Step five: Convene regularly

  • A collaborative CDI team is effective only when it meets frequently to track progress and hold everyone accountable. As the team starts to form, daily meetings are a reasonable expectation.

    Once the team finds its rhythm, consider holding weekly or monthly meetings to address one or more of the following four questions:

    1. Are we on track to meet our goals? Encourage members to share their achievements as well as their barriers to success. How can the team overcome these barriers, and what additional support might be required? Have the goals changed or evolved, and if so, what new work groups are required to achieve the revised goals?

    2. What clinical cases require additional discussion?

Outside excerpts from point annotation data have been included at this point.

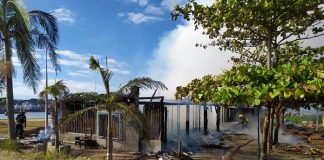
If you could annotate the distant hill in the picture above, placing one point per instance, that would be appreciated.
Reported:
(34, 105)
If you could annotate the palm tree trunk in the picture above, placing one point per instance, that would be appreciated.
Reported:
(9, 87)
(276, 133)
(218, 119)
(265, 135)
(110, 146)
(57, 140)
(270, 137)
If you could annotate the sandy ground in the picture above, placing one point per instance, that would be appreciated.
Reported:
(33, 126)
(241, 146)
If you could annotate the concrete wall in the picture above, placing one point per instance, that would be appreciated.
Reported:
(129, 144)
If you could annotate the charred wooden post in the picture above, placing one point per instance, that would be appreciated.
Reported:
(218, 119)
(199, 117)
(187, 118)
(205, 120)
(178, 120)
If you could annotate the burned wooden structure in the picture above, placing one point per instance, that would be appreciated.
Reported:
(155, 114)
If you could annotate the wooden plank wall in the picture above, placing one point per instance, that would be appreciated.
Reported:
(81, 123)
(155, 116)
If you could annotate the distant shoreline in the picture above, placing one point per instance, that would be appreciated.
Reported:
(30, 119)
(17, 112)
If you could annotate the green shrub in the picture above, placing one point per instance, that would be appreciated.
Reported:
(298, 119)
(8, 145)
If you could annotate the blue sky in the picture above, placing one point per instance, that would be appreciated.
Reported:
(137, 36)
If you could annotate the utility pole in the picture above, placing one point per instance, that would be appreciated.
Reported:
(46, 98)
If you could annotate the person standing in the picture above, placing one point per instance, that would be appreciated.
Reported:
(21, 123)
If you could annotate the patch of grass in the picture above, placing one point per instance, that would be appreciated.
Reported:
(298, 119)
(8, 145)
(33, 126)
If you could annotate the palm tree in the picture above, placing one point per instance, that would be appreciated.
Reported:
(56, 91)
(23, 31)
(111, 103)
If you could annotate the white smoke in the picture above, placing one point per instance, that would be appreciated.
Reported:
(176, 60)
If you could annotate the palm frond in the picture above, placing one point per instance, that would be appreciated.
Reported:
(24, 46)
(20, 12)
(94, 63)
(106, 75)
(47, 22)
(56, 90)
(143, 83)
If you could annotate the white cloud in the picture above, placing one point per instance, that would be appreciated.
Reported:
(169, 4)
(21, 3)
(81, 61)
(151, 9)
(139, 2)
(120, 71)
(176, 60)
(49, 70)
(64, 15)
(138, 18)
(143, 2)
(21, 91)
(77, 74)
(37, 55)
(121, 14)
(15, 61)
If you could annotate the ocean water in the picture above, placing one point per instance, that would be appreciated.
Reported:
(29, 115)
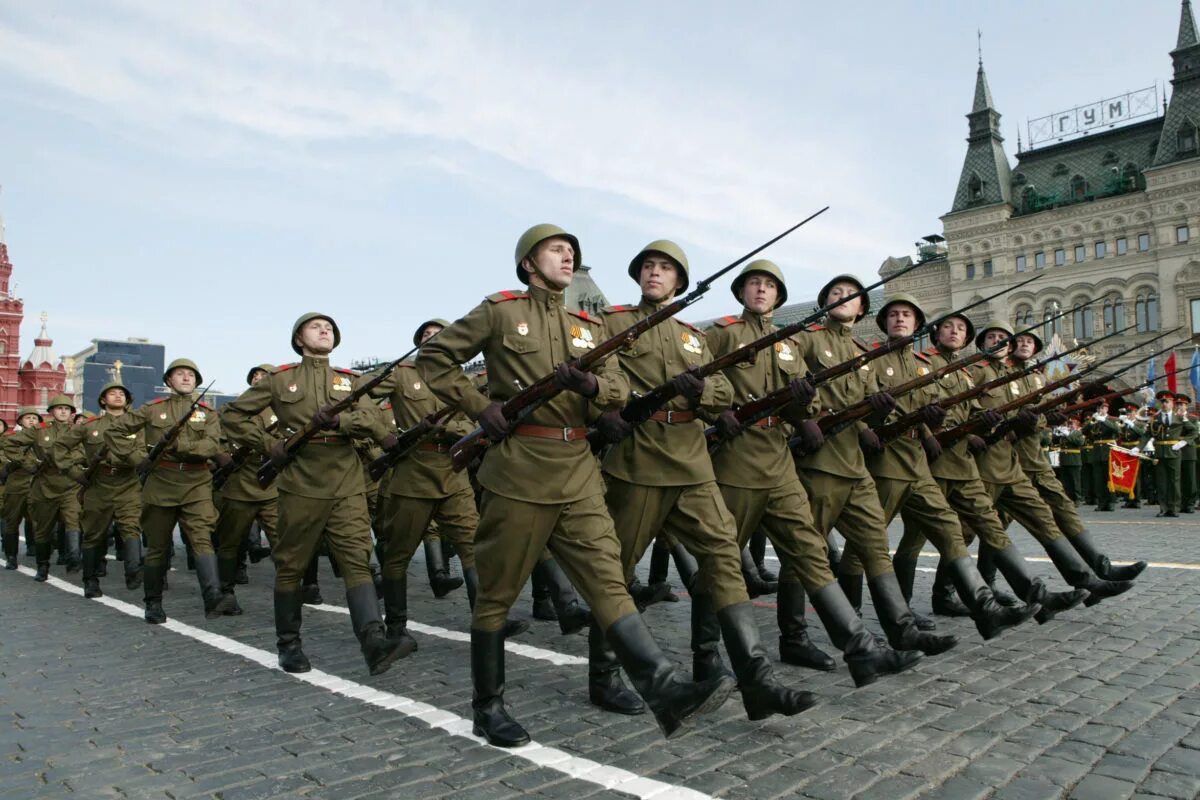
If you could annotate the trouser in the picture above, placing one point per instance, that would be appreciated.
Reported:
(510, 540)
(694, 516)
(343, 524)
(196, 521)
(103, 504)
(237, 517)
(852, 504)
(408, 519)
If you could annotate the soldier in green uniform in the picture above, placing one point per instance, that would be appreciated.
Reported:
(178, 489)
(1167, 431)
(53, 498)
(840, 488)
(761, 488)
(114, 493)
(541, 485)
(1191, 435)
(19, 467)
(321, 488)
(660, 480)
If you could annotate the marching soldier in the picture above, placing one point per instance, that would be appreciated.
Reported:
(660, 479)
(759, 485)
(541, 486)
(53, 499)
(321, 487)
(113, 493)
(177, 489)
(19, 467)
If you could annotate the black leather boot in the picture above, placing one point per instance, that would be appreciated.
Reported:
(906, 576)
(491, 720)
(706, 641)
(395, 606)
(865, 659)
(441, 581)
(378, 650)
(946, 600)
(990, 618)
(762, 696)
(511, 626)
(897, 619)
(151, 591)
(795, 645)
(288, 606)
(1099, 561)
(672, 701)
(605, 686)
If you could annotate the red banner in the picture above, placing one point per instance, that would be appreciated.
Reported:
(1123, 471)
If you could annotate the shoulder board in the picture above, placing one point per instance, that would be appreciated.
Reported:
(501, 296)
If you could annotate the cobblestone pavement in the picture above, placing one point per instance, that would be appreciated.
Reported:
(1098, 703)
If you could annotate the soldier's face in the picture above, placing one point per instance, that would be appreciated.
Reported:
(659, 278)
(952, 334)
(900, 320)
(552, 264)
(846, 312)
(760, 293)
(183, 380)
(317, 337)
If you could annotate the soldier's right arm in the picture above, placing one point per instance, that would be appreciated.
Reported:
(438, 362)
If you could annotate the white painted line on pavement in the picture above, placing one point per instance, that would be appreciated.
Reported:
(583, 769)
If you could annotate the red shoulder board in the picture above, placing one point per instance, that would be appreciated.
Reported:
(502, 296)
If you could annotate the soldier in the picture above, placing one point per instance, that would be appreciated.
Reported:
(53, 499)
(241, 503)
(906, 486)
(113, 494)
(19, 468)
(660, 479)
(840, 488)
(321, 488)
(177, 489)
(540, 486)
(759, 483)
(1167, 431)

Identify cases for which there is a quality concern prior to the meeting, and request that all attendees review documentation in advance. During the meeting, everyone shares their opinions and makes a joint decision without using precious meeting time to process the information.

    3. Do we have any blind spots? Without clinical insight, for example, it may be difficult to improve documentation identifying postoperative complications versus expected outcomes that are integral to a procedure. When this is the case, invite a surgeon to the meeting to explain the procedure in detail. Look for other ways in which the organization can capitalize on internal resources to improve quality. In some cases, bringing in an external consultant may be beneficial. Consultants can help organizations define and build workflows that ensure accurate quality outcomes. They can also help organizations expand CDI programs into the quality realm, provide targeted quality education, and identify the root causes of quality deficiencies, as the consultant has no institutional bias.

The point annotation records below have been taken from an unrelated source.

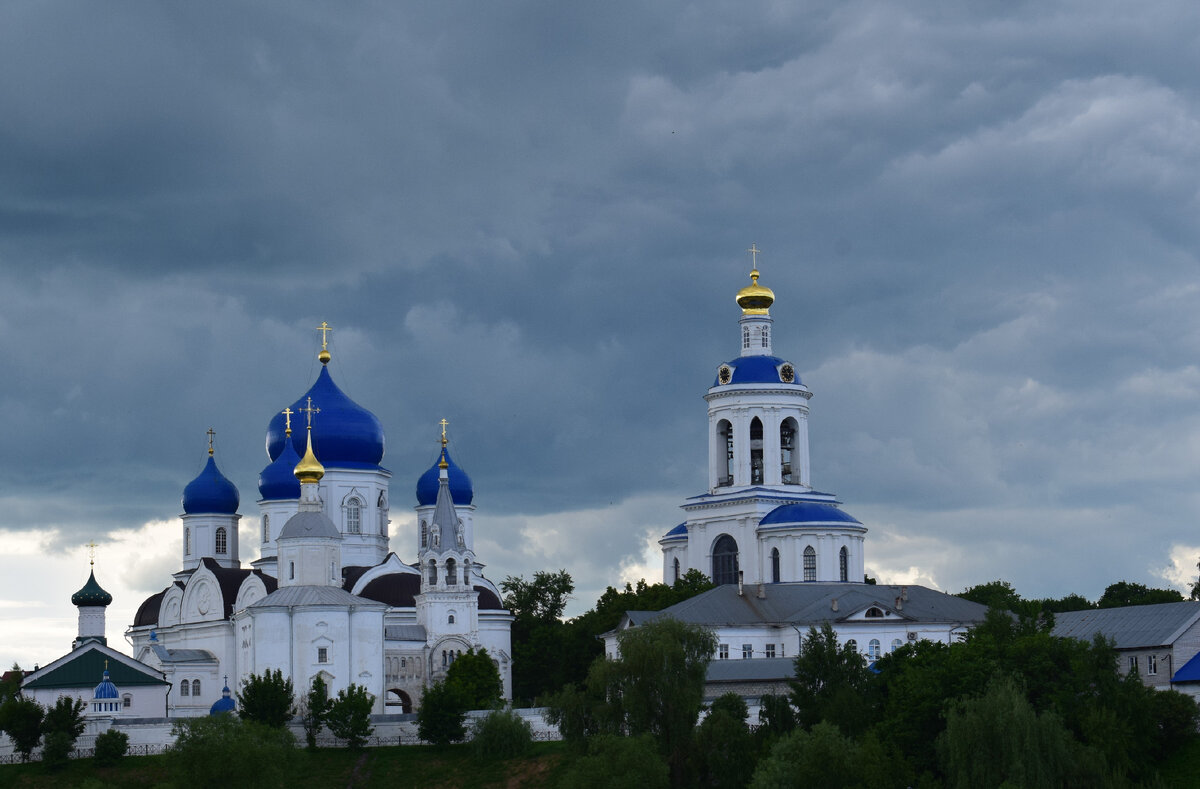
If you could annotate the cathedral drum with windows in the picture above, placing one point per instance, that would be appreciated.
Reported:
(761, 521)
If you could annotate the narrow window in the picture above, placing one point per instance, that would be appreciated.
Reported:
(756, 451)
(725, 560)
(786, 452)
(725, 432)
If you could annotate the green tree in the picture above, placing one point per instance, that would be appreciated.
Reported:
(21, 718)
(349, 716)
(441, 716)
(831, 682)
(1131, 594)
(268, 699)
(477, 679)
(231, 752)
(315, 709)
(61, 727)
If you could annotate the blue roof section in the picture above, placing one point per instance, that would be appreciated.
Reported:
(807, 512)
(210, 493)
(1189, 672)
(461, 491)
(279, 480)
(756, 369)
(345, 434)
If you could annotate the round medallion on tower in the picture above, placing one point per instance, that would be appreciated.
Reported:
(755, 299)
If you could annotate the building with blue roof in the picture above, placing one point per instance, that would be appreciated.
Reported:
(761, 521)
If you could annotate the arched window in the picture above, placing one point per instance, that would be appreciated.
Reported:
(789, 473)
(725, 560)
(756, 451)
(725, 433)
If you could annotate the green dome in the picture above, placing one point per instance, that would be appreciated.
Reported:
(91, 594)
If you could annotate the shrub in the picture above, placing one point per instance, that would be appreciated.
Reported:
(225, 751)
(349, 716)
(502, 734)
(111, 747)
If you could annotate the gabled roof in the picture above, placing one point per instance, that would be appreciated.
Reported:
(84, 667)
(811, 603)
(1131, 626)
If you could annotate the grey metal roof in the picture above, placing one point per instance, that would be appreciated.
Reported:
(811, 604)
(183, 655)
(310, 524)
(760, 669)
(1132, 626)
(405, 633)
(315, 596)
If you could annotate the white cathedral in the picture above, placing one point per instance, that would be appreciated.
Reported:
(327, 596)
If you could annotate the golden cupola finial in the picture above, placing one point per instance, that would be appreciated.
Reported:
(755, 299)
(310, 470)
(324, 329)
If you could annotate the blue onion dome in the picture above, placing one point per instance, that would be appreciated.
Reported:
(756, 369)
(210, 493)
(345, 434)
(106, 690)
(461, 491)
(91, 594)
(225, 704)
(279, 480)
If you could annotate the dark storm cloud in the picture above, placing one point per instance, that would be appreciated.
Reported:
(529, 218)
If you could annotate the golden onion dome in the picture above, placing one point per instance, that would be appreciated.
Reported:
(755, 299)
(310, 470)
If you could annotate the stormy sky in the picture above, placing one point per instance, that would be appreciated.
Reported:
(529, 218)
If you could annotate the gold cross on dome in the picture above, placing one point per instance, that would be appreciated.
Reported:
(310, 410)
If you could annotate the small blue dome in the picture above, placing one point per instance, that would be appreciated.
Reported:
(345, 434)
(807, 512)
(225, 704)
(210, 493)
(757, 369)
(460, 485)
(106, 690)
(279, 480)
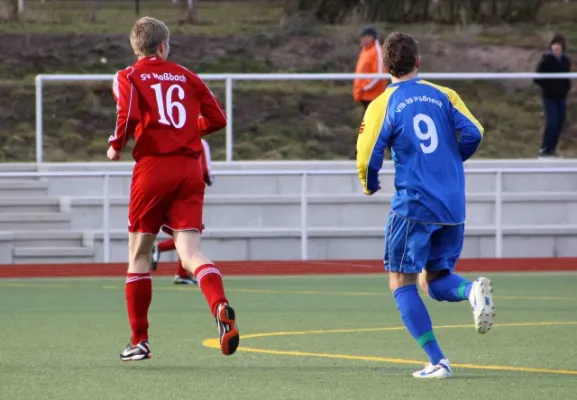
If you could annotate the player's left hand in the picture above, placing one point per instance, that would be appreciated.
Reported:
(113, 155)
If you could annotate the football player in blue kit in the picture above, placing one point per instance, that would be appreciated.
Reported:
(431, 133)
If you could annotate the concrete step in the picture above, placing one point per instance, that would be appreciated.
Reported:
(29, 204)
(34, 221)
(51, 255)
(51, 238)
(23, 188)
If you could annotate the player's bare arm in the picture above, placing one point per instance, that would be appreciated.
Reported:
(127, 114)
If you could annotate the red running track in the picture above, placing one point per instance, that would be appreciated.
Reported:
(286, 267)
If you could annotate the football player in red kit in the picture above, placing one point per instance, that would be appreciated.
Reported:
(160, 104)
(182, 276)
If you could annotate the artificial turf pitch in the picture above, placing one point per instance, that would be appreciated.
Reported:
(302, 337)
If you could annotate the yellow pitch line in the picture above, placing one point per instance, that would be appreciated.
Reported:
(215, 344)
(318, 292)
(398, 328)
(27, 285)
(274, 291)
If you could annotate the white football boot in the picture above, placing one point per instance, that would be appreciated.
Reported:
(481, 299)
(441, 370)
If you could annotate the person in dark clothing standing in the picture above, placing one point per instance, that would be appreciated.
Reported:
(554, 94)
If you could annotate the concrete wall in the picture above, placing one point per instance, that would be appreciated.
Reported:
(60, 219)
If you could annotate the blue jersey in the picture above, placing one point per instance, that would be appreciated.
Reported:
(431, 133)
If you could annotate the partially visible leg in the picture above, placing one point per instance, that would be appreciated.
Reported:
(406, 252)
(185, 220)
(550, 135)
(206, 273)
(444, 285)
(158, 248)
(414, 314)
(183, 277)
(561, 106)
(138, 291)
(166, 245)
(210, 283)
(441, 283)
(150, 189)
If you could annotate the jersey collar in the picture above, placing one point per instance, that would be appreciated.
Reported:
(401, 82)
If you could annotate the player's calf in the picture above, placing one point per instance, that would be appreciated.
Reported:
(210, 283)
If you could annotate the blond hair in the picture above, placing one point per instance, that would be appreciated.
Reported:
(147, 34)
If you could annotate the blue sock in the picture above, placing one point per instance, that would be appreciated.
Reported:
(450, 287)
(417, 320)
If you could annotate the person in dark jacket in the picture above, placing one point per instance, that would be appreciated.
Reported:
(554, 94)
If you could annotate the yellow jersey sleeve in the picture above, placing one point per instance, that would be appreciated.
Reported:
(374, 134)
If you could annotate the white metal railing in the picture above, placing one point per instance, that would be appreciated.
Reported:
(229, 80)
(303, 194)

    4. Have we been as transparent as possible? This includes sharing feedback (and suggestions for improvement) with physicians. Do feedback mechanisms exist that correlate physician documentation improvements with outcomes data? Is quality data also transparent to other employees and the public via the organization’s own website?

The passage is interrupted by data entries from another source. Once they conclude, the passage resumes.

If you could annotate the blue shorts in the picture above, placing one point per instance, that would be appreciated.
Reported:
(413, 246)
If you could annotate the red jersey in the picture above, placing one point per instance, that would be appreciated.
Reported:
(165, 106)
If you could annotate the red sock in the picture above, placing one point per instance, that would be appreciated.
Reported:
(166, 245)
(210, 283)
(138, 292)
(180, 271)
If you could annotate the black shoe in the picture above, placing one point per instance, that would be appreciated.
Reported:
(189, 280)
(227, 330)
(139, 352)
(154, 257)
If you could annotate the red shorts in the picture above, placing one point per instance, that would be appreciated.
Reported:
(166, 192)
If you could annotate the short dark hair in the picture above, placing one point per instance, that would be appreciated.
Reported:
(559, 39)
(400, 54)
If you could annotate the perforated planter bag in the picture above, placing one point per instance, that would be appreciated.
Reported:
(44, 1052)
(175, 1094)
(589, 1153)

    Also consider these additional tips for successful meetings:

    • Stay focused. As the meeting begins, identify your objective—then stick to it.
    • Summarize the meeting. Upon conclusion, summarize your accomplishments. Do you need to delegate any additional tasks? If so, when do you expect individuals to accomplish these tasks and report back to the group?
    • Make decisions. When possible, make firm decisions so you don’t need to schedule another meeting.
    • Limit the number of meetings. The more time you spend in meetings, the less time there is to do the actual work.

Step six: Ensure sustainable CDI

  • As organizations forge ahead into value-based care, they need to identify CDI strategies that will yield a long-term return on investment. What’s the best approach?

    Collaboration. Collaboration lays the foundation for high-quality care that ultimately yields accurate reimbursement. Collaborative CDI requires a multidisciplinary team that’s truly invested in clinical care improvement. When this happens, the organization wins financially and earns higher quality rankings. More importantly, patients receive better care.